Im Winter hat er sich an kurze Tage und lange Dunkelphasen angepasst. Jetzt wird es plötzlich heller, länger, wärmer. Die innere Uhr versucht hektisch nachzujustieren – und dabei geraten zwei wichtige Hormone durcheinander: Melatonin, das uns müde macht, und Serotonin, das uns wach und gut gelaunt hält. Während sich die beiden neu sortieren, fühlt sich der Mensch ungefähr so leistungsfähig wie ein alter Diesel an einem kalten Morgen.

Chronobiologen raten deshalb zu einer erstaunlich simplen Strategie: Licht, Bewegung und Rhythmus.

Der erste Tipp klingt banal, wirkt aber tatsächlich: morgens raus ins Tageslicht. Schon 20 bis 30 Minuten frische Luft nach dem Aufstehen helfen dem Körper, Melatonin schneller abzubauen und Serotonin anzukurbeln. Ein kurzer Spaziergang wirkt dabei oft besser als die dritte Tasse Kaffee.

Auch die innere Uhr mag Ordnung. Wer jeden Tag ungefähr zur gleichen Zeit aufsteht und ins Bett geht – selbst am Wochenende nur mit kleinen Abweichungen – hilft seinem Körper, sich schneller an den Frühling anzupassen. Zu große Unterschiede zwischen Werktagen und Wochenende bringen den biologischen Takt dagegen komplett durcheinander.

Bewegung hilft ebenfalls, am besten draußen. Ein flotter Spaziergang oder etwas Sport am Vormittag oder frühen Nachmittag kann die innere Uhr stabilisieren und die Stimmung deutlich heben. Licht und Bewegung zusammen wirken dabei stärker als jedes Fitnessstudio bei Neonbeleuchtung.

Falls der Nachmittag dann doch noch einmal schwer wird: Ein kurzer Powernap ist erlaubt. Wichtig ist nur, dass er nicht länger als etwa 10 bis 20 Minuten dauert. Sonst wacht man hinterher nicht erfrischt auf, sondern fühlt sich wie nach einem drei Tage dauernden Winterschlaf.

Am Abend gilt dagegen das Gegenteil: Licht runterfahren. Helles, kaltes Bildschirmlicht von Handy, Tablet oder Laptop kann die innere Uhr irritieren und den natürlichen Melatonin-Anstieg verzögern. Warmes Licht und etwas Abstand vom Bildschirm helfen dem Körper dagegen zu verstehen: Jetzt wird es langsam Nacht.

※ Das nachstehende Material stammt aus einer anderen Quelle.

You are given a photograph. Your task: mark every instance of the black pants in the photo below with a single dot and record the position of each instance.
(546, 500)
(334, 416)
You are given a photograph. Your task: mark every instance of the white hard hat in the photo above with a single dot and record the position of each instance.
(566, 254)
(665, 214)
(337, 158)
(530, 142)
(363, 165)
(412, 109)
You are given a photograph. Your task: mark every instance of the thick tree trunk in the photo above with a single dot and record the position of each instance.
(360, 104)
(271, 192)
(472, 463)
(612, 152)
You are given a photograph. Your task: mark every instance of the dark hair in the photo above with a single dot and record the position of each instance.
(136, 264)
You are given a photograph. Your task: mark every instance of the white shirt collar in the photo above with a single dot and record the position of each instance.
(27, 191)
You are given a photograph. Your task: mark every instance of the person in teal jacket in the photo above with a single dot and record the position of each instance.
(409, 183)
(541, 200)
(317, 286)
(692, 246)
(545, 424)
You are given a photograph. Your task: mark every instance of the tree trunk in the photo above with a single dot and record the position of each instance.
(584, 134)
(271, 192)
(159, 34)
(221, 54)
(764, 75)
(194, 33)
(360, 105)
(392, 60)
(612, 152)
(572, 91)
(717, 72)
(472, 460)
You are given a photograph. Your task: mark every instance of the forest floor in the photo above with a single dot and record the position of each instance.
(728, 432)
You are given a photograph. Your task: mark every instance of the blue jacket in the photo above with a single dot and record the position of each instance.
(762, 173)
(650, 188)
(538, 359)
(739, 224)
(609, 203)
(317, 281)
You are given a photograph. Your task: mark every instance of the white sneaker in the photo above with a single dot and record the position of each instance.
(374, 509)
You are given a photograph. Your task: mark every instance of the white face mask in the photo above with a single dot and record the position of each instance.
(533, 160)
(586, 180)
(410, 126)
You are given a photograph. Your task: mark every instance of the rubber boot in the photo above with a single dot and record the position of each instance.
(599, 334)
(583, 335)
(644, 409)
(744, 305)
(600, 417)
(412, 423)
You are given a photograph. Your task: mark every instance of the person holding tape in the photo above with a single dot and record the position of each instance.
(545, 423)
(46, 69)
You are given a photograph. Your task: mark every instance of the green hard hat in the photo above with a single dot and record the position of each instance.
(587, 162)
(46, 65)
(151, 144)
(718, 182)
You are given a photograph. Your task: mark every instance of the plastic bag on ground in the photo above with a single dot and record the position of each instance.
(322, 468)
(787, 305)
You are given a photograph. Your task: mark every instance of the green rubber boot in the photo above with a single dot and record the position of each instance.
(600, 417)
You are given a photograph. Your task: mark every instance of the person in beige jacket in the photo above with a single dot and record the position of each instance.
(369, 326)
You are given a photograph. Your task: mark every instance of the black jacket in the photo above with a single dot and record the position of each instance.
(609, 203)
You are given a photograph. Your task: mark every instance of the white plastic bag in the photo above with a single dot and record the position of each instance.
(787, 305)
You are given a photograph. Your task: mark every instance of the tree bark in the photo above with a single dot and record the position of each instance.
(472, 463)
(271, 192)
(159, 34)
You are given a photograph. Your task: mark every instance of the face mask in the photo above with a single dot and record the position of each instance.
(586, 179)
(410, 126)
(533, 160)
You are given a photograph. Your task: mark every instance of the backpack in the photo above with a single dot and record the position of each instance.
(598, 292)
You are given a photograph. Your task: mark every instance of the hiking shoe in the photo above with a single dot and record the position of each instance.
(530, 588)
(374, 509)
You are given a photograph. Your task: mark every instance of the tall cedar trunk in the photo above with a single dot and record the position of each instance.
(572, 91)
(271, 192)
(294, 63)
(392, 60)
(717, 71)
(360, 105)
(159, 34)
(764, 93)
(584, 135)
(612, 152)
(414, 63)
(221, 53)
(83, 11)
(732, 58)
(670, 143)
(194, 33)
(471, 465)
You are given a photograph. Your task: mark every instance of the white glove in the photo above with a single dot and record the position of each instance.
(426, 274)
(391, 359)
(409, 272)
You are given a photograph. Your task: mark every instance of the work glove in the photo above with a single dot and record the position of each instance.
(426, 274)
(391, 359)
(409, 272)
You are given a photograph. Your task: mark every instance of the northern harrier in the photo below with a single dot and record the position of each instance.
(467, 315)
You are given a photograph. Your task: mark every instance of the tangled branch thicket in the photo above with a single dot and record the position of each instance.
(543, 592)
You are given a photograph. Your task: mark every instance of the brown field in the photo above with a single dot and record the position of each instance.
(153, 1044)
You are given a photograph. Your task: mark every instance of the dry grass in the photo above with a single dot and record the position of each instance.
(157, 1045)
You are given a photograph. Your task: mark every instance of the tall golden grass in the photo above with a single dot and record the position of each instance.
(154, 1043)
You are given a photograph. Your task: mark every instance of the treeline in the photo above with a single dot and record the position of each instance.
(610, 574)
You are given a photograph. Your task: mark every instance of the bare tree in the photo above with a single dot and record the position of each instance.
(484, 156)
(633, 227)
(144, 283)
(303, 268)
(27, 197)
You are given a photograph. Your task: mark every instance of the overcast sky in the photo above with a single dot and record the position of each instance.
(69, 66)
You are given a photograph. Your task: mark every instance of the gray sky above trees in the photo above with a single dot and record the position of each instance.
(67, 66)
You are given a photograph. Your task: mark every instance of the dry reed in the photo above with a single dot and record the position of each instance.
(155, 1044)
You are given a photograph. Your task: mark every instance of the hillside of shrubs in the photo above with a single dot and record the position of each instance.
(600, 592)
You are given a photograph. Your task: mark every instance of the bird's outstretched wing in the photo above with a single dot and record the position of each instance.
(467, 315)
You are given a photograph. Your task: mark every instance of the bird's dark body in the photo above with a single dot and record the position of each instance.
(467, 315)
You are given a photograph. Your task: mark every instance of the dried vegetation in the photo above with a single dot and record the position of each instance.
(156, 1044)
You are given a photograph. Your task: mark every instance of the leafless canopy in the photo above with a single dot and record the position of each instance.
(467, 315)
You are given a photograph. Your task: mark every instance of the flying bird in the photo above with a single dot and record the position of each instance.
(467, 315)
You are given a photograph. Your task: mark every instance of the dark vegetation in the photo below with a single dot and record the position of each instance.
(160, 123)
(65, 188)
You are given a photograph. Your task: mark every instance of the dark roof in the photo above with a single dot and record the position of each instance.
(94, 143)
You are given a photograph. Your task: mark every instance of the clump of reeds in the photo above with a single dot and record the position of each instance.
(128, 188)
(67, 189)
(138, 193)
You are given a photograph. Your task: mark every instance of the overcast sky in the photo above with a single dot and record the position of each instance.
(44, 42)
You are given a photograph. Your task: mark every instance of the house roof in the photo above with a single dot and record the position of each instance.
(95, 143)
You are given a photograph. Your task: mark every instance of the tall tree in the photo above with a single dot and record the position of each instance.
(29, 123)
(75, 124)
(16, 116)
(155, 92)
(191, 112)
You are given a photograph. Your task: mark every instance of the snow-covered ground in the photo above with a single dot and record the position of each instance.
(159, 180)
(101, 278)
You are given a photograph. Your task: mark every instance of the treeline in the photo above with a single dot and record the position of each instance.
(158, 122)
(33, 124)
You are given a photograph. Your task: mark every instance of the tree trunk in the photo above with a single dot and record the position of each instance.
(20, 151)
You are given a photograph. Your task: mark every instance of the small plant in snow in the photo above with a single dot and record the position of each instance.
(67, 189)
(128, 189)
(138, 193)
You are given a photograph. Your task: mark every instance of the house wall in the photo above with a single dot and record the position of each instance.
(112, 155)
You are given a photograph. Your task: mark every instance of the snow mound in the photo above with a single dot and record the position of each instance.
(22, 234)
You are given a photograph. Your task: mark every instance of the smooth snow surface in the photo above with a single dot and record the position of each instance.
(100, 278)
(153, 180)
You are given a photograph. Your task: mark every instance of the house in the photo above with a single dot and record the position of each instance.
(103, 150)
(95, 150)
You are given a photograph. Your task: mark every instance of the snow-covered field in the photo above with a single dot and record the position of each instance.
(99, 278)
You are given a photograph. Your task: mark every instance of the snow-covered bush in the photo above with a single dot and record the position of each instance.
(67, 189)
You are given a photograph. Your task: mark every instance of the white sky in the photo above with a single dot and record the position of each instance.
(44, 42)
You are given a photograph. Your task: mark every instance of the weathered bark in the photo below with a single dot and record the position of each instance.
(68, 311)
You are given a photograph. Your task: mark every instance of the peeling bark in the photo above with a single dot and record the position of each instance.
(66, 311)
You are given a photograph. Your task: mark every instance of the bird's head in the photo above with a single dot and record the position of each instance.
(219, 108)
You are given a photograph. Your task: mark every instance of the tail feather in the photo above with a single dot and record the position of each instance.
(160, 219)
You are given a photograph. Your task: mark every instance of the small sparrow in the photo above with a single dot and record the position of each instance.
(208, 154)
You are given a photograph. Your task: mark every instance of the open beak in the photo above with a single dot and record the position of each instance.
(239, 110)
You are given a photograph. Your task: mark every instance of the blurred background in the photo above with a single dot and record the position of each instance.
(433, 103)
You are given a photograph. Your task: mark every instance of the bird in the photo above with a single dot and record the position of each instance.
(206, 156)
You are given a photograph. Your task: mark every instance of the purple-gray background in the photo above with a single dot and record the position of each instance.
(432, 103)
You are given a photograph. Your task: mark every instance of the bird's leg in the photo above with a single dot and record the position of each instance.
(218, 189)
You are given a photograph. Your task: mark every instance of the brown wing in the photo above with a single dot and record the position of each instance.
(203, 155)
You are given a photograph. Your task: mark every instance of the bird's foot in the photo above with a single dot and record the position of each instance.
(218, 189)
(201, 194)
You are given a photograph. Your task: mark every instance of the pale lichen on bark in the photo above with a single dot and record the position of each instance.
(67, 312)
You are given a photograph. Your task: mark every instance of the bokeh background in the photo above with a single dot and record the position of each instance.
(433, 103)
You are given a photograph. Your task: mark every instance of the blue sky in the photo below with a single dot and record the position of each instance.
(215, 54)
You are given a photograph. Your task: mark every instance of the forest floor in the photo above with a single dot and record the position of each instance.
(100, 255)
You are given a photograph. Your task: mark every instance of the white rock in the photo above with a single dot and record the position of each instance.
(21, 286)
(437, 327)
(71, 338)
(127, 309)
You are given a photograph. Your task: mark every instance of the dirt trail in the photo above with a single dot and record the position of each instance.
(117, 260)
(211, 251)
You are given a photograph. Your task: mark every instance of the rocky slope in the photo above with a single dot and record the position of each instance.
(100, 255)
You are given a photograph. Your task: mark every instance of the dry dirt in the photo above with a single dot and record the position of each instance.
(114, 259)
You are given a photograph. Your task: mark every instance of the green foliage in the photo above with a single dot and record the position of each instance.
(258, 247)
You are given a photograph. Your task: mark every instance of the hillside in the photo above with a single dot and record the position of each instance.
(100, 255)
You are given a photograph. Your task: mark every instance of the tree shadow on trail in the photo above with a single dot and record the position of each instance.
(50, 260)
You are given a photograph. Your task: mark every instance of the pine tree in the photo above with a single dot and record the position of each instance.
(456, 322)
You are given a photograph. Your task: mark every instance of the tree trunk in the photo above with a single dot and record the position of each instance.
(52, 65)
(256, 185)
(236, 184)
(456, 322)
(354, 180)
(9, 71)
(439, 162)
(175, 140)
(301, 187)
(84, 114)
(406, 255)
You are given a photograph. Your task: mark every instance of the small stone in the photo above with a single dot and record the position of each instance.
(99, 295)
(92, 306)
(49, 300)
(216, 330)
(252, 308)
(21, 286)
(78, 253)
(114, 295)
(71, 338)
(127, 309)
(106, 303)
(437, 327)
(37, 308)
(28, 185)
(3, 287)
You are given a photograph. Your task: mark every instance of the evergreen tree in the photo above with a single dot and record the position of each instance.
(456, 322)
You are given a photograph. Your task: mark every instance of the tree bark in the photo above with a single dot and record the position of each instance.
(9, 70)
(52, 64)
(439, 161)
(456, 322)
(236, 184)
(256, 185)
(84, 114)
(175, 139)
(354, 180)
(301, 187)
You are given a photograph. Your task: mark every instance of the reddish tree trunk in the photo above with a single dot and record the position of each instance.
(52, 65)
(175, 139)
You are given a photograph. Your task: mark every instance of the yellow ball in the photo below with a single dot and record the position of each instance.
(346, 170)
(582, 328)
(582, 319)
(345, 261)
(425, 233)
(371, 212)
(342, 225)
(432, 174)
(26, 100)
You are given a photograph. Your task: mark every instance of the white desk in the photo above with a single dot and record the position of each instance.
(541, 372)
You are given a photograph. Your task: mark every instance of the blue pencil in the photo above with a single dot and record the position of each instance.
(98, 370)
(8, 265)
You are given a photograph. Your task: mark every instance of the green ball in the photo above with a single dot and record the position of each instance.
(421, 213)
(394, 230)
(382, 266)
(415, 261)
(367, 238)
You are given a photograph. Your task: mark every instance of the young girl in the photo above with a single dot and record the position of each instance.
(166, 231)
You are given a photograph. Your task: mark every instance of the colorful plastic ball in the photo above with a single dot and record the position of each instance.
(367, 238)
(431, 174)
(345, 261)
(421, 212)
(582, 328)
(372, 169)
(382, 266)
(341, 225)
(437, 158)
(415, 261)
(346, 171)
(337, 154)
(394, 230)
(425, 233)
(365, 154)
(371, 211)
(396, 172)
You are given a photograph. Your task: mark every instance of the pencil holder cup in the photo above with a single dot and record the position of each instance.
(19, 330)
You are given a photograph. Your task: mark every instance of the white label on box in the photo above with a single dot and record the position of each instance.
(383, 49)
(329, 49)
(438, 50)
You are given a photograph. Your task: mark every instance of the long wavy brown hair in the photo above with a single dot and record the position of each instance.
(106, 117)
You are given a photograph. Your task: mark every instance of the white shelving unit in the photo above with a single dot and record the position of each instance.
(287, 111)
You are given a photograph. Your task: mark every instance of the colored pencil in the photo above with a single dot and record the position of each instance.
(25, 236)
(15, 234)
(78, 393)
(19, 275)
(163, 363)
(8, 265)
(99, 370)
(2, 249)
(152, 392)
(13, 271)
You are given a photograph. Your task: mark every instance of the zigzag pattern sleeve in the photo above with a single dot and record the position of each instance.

Und wer morgens wirklich nicht in Gang kommt, kann noch einen kleinen Trick ausprobieren: Wechselduschen. Ein kurzer kalter Reiz bringt den Kreislauf in Schwung und signalisiert dem Körper ziemlich eindeutig, dass der Tag begonnen hat.

Die gute Nachricht: Frühjahrsmüdigkeit ist meist nur ein Übergangsphänomen. Nach ein paar Wochen hat sich der Körper an die längeren Tage gewöhnt.

Bis dahin gilt: Sonne tanken, bewegen, regelmäßig schlafen – und sich nicht wundern, wenn man im März und April gelegentlich mit offenen Augen träumt. Der Frühling braucht eben auch beim Menschen ein bisschen Anlauf.